GooseChaser Posted September 15, 2010 Posted September 15, 2010 Also, be careful what you wish for. It's a myth (or a fantasy) that all women are passive and desperately waiting for men to approach them. I've had plenty of women approach me and ask me out, but it's rarely been any woman that I want approaching me. Young, attractive women wait for men to approach them because they can afford to wait -- they get plenty of male attention. And it's also not true that women are passive. Most single women are active in their own way -- flirting, eye-contact, smiling -- that signals that they want you to approach them. Also, I think at a real primal level, women want men to approach them simply as a filter -- anyone who isn't confident enough to risk rejection isn't strong enough to be a potential boyfriend. To add to your reasons for why women are able to wait, which I agree with, we also have plenty of time to find a good man, and we are able to be patient and wait to meet that special guy. Eye contact IS in fact one of the things I look for when looking to see if anyone around me might be interested. Flirting and smiling are also signs we can use to telegraph that we are available, yes. Also, about the bolded part-- YES. Agreed!
GooseChaser Posted September 15, 2010 Posted September 15, 2010 Waiting is one valid method of dating and as long as it has been working out great for you then good for you. However, all Im saying is that there are people who are so idealistic due to what I dont know (too much ego/ massive self-esteem issue maybe?) who will only stick with one method and one method only even if it is not working out and complain that their dating life is terrible. Well, that's their problem, eh?
EasyHeart Posted September 15, 2010 Posted September 15, 2010 To add to your reasons for why women are able to wait, which I agree with, we also have plenty of time to find a good man, and we are able to be patient and wait to meet that special guy. It may also explain why women tend to get much more aggressive when they hit their 30s. . . .

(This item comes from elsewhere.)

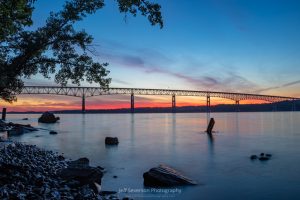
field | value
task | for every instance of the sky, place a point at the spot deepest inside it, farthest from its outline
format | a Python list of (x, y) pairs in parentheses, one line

dreamergypsy Posted September 15, 2010 Posted September 15, 2010 So what is the best way for women to be more approachable? Last night, I was at the store and a cute guy looked straight at me, smiled big and followed me around a bit. He stared at me the whole time. I stopped, smiled back at him several times, and gave him an opening by mentioning the store had been moved around....but no bite....so I walked away....hmmm Do I have to hit a guy over the head? I felt like I was being fairly obvious about my interest. I do get approached quite often, and always appreciate the guys who show their interest. I will give them a green light. The smarter guys can figure that out...but I know there are lots of shy guys who deserve a chance, too...
GooseChaser Posted September 15, 2010 Posted September 15, 2010 It may also explain why women tend to get much more aggressive when they hit their 30s. . . . Yes, in a way. Though women don't have to find a man by that age, women who want a family and children know that the 20s and 30s are among the best ages to give birth to healthy babies.
Author waynebrady Posted September 15, 2010 Author Posted September 15, 2010 So what is the best way for women to be more approachable? Last night, I was at the store and a cute guy looked straight at me, smiled big and followed me around a bit. He stared at me the whole time. I stopped, smiled back at him several times, and gave him an opening by mentioning the store had been moved around....but no bite....so I walked away....hmmm Do I have to hit a guy over the head? I felt like I was being fairly obvious about my interest. I do get approached quite often, and always appreciate the guys who show their interest. I will give them a green light. The smarter guys can figure that out...but I know there are lots of shy guys who deserve a chance, too... Instead of giving signals/hints green light etc etc to guys to approach you maybe you should have made a move on that guy if you liked him. Women often think they are being obvious when infact they are very subtle. If you was being obvious then you would have made your intrest clear, which you didn't.